Mostly, though, I just use a water bottle and refill it from the tap at home or from a water fountain at work. I confess to having a filter on our drinking-water tap, in part to reduce the amount of chlorine in our water, upped considerably since the Walkerton tragedy, an hour's drive north of here.
According to Lester Brown, [h/t to Jack]
"There are places in the world where safe bottled water is important," Brown notes. "The United States is not one of them." [EE note: neither are Canada or England]Conspicuous consumption? Gee, when I refill a water bottle from the tap, I don't really feel the same way I would if I'm put cheap scotch in an empty bottle that once held expensive scotch; it sure isn't conspicuous consumption on my part, and it probably isn't some overbearing concern about the environmental impact of using too many plastic bottles.
"It's an example of conspicuous consumption," Brown says. "Reasonably well-educated people have been convinced that water in plastic bottles is better for them than water that's in their tap." In fact, most U.S. states regulate tap water much more stringently than they do bottled water, he adds.
Maybe it's just because I'm cheap.





I also like bottles... I sometimes get 3-4 0.5l Coca-Cola bottles rather than 1 2l bottle because they're like portions. The system helps me know when to stop drinking.

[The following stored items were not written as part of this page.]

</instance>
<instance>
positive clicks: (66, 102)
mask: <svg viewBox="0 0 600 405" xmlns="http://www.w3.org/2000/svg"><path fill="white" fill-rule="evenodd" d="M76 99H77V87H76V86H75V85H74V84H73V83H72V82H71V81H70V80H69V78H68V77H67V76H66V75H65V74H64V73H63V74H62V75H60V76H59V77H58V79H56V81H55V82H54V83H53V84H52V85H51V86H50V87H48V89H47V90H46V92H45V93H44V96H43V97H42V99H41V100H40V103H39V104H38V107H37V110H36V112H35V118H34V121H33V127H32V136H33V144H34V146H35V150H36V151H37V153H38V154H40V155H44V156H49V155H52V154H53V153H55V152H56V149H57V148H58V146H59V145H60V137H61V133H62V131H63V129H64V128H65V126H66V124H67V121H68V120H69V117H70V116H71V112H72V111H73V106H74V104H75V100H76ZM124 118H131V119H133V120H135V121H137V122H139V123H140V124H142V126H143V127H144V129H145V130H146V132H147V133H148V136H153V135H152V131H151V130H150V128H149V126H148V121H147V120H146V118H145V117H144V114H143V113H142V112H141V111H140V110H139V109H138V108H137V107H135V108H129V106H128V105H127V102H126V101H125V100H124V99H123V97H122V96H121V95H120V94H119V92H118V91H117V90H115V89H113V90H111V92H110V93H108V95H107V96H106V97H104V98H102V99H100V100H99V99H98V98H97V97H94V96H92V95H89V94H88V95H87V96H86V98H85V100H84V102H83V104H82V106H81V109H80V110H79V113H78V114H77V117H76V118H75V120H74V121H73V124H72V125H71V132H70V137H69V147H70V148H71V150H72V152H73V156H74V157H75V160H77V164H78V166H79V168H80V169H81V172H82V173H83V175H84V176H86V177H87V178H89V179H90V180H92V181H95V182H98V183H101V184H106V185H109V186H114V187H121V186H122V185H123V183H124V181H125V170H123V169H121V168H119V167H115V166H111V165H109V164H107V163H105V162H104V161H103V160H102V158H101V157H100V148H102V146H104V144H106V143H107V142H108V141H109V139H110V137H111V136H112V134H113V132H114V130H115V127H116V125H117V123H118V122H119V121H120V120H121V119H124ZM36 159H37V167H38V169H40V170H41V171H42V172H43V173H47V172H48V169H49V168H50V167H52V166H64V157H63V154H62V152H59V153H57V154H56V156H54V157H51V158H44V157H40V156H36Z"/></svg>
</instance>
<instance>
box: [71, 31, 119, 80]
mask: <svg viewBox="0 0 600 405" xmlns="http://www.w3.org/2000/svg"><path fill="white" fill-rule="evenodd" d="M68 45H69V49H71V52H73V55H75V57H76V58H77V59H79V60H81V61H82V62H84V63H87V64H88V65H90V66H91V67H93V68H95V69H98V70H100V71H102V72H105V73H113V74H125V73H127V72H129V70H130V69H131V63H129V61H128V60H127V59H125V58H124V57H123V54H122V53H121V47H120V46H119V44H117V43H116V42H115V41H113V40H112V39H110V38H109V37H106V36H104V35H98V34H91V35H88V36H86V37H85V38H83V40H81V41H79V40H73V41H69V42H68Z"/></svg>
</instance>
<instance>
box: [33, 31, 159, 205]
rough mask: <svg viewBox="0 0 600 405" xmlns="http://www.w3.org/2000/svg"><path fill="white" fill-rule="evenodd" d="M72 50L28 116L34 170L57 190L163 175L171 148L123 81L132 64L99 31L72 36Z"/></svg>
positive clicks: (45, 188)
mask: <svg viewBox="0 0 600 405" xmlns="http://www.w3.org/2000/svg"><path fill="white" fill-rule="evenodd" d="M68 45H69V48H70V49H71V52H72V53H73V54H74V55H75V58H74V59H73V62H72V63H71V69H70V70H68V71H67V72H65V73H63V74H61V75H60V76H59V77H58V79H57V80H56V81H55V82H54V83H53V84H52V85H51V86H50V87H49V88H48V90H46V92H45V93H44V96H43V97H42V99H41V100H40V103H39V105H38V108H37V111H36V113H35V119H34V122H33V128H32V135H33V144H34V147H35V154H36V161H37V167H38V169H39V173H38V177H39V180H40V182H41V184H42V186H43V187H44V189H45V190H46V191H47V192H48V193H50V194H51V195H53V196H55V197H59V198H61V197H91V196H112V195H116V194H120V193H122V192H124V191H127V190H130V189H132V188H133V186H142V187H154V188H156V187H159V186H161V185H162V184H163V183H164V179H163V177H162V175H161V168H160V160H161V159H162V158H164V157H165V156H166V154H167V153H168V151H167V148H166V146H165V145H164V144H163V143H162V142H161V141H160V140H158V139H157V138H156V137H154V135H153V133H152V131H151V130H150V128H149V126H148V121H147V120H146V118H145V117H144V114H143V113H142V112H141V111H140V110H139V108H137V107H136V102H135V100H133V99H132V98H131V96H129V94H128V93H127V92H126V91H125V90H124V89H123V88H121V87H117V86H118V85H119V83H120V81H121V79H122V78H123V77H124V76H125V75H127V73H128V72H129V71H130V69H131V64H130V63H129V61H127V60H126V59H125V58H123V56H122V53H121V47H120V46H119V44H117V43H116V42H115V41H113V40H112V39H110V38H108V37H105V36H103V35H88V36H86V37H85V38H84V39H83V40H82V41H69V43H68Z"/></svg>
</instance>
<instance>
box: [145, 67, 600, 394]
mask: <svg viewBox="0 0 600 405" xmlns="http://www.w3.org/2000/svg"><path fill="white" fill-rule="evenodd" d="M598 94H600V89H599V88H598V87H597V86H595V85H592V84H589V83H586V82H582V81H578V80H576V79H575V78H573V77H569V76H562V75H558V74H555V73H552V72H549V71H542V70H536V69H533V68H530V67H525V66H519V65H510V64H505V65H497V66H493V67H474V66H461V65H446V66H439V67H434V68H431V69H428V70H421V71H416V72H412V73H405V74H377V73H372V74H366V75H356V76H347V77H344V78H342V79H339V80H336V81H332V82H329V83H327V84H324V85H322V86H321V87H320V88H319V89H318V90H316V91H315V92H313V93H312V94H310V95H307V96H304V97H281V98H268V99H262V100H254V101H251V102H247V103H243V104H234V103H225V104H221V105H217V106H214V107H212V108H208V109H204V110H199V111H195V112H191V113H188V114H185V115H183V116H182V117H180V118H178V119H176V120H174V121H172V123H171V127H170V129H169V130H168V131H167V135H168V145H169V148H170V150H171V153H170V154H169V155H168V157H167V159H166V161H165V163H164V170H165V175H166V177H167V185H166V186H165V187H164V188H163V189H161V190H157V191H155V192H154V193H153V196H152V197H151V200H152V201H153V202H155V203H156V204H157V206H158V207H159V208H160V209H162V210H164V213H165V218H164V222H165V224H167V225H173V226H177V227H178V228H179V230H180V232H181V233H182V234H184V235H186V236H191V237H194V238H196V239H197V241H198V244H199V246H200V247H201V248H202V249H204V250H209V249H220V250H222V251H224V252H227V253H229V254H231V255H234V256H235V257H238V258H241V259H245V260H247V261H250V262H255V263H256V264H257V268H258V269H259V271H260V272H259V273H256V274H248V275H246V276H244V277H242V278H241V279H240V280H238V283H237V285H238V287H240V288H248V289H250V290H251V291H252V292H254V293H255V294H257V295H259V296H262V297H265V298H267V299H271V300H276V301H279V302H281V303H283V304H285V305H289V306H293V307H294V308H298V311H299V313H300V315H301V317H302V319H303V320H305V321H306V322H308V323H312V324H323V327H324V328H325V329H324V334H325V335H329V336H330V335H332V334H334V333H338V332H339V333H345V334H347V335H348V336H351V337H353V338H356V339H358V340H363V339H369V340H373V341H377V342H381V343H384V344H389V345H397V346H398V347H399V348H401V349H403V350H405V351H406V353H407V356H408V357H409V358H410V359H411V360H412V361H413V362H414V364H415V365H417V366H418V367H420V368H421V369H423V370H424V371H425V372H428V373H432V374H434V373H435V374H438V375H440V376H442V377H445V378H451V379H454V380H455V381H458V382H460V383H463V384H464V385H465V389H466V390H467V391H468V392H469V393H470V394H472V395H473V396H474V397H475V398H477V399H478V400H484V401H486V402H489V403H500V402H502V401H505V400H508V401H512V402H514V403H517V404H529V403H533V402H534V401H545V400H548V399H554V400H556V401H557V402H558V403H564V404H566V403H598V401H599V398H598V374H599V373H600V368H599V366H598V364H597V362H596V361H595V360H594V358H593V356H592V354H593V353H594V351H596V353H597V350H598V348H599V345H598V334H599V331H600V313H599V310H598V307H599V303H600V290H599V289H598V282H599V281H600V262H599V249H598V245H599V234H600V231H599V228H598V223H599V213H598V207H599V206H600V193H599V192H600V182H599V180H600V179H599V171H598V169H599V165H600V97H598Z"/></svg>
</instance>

While I'm informed by "experts" that my hometown's tap water is safe to drink, I can assure you it is not potable by normal human standards. Not when it still tastes like somebody filtered it through a layer of coarse gravel and dirty underwear... not that I've ever tasted water filtered in such a manner. or, if I had, not that I would admit it without a sufficient supply of Very Good Scotch in my bloodstream, first.